Former state Rep. Stavros Mendros, who served two terms in the House as a Republican from Lewiston, said people’s veto proponents had made their filing on term limits to meet a Friday deadline and were weighing how to proceed.
“We wanted to keep our options open,” he said.
Mendros said a successful petition drive could effectively put off any statewide vote on the issue until next June.
“We’d really rather have it on the ballot in ’08,” he said, instead of in an off-year such as this year, when voter turnout would presumably be lower.
“There would be a vote in June (2008) on whether or not to have the vote” on a term-limit extension, he said.
A bill signed by Gov. John Baldacci last month would, subject to voter approval this November, extend Maine’s present four-term limit on consecutive service in legislative office to six terms – or from eight consecutive years to 12 in either the state House of Representatives or Senate.
The extension would not apply to lawmakers now serving their fourth and final terms.
“It should be left alone,” Mendros said.
According to the secretary of state’s office, people’s veto applicants will have until Sept. 19 to submit the required number of petition signatures to force a statewide vote.
Turning in enough signatures by the September deadline would serve to delay the effective date of the bill passed last month by the Legislature and signed by the governor.
Voter approval of a people’s veto would stop the term-limit extension bill, with its referendum provision, from becoming law.
Secretary of State Matthew Dunlap said Friday it was unclear if a people’s veto referendum called for by petition signatures that would not be validated before the latter part of September could be readied for a vote in November.
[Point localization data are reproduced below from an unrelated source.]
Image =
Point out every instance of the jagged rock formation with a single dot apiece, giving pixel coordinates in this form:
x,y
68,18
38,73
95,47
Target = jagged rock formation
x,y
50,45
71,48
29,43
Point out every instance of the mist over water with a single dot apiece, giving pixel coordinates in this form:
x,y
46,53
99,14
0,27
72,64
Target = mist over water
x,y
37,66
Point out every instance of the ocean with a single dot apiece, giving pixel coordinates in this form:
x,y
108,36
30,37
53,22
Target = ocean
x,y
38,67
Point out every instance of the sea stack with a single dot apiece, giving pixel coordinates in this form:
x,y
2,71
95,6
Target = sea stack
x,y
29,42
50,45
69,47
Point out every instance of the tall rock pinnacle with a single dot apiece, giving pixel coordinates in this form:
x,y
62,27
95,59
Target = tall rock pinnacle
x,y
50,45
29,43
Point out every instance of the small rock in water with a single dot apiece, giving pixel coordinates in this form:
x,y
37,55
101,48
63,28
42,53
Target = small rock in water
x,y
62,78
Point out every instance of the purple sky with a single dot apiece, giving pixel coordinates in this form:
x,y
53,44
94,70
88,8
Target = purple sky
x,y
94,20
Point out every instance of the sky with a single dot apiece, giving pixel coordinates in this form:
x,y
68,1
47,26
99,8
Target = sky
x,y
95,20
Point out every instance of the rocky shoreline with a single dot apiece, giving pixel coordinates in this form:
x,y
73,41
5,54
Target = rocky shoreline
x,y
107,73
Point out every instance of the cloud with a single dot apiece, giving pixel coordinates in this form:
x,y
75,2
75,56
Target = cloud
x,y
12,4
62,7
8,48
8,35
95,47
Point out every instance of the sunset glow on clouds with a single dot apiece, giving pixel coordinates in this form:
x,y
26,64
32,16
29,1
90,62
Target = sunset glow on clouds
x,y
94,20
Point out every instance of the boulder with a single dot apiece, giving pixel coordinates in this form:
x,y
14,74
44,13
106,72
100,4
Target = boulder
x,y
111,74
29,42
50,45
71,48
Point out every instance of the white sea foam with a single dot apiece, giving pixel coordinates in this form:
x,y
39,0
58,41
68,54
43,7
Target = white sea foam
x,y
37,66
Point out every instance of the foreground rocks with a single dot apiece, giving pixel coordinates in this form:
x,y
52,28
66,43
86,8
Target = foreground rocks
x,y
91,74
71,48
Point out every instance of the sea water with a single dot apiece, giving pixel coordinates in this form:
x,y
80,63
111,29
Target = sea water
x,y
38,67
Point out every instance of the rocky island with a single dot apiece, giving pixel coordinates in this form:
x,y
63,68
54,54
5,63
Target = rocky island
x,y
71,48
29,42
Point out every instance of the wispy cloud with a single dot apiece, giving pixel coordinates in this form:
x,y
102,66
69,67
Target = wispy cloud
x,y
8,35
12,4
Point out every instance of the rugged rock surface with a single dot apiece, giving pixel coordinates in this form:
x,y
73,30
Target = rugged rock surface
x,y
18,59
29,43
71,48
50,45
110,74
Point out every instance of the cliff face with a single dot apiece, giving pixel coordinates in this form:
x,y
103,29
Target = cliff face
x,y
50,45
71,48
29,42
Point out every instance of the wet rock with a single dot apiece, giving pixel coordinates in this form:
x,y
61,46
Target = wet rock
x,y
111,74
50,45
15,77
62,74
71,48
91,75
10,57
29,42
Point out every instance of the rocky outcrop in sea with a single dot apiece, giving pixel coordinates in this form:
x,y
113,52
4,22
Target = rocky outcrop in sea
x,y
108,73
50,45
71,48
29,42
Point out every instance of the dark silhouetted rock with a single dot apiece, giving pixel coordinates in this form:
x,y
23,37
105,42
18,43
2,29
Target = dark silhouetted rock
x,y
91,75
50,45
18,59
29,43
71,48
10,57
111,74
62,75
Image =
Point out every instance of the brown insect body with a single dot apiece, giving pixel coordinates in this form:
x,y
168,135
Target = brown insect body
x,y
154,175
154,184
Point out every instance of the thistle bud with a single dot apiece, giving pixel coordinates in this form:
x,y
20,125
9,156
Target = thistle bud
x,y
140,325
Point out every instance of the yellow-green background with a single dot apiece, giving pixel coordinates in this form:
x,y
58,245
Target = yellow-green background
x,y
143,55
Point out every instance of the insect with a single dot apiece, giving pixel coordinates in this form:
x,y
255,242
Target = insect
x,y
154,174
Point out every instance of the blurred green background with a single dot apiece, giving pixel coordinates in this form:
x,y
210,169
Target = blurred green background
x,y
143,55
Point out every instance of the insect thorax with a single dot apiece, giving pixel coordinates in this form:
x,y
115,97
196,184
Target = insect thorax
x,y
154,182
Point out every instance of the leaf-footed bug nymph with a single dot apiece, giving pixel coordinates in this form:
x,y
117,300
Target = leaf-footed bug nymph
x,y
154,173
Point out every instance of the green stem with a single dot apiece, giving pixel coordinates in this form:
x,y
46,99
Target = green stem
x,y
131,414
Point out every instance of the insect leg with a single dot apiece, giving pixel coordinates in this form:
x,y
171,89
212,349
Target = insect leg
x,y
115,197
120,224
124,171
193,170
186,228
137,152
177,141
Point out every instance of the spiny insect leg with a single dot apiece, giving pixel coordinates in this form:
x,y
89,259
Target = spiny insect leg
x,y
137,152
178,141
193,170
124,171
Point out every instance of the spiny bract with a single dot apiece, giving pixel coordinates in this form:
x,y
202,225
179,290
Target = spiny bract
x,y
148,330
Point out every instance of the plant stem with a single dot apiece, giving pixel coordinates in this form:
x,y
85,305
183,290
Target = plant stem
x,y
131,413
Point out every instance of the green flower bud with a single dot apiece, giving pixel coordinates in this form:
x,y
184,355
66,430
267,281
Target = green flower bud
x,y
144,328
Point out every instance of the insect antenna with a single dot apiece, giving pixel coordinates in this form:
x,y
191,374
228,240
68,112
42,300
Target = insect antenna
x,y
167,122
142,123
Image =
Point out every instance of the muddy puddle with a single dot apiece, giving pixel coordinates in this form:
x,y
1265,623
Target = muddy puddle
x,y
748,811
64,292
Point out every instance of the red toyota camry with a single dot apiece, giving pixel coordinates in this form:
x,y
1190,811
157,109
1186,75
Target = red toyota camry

If logistics were to prevent a people’s veto vote in November, the matter would be carried over until the following June, he said.
Equal to 10 percent of the vote in the last gubernatorial election, the signature threshold for a people’s veto is 55,087, according to the secretary of state’s office.
Maine’s four-term limit on legislative tenure took effect through a 1993 referendum.
Another people’s veto application to strip a sweeping school system consolidation mandate from the new state budget was also filed Friday.
“I think there’s a very high degree of frustration, there’s a high degree of uncertainty,” applicant Kenneth Fredette of Newport said.
Dunlap, however, said provisions of the new budget law, which was approved by super-majorities in the House and Senate and has already taken effect, are not subject to a people’s veto.
The school system consolidation plan, which is designed to reduce Maine’s 152 school administrative systems to 80, appears to critics to be “a grabbing of power from the locals by Augusta,” Fredette said.
Maine lawmakers enacted a $6.3 billion state budget package on June 6.
Final passage in the House of Representatives came on a vote of 112-29. The Senate followed suit, 28-7.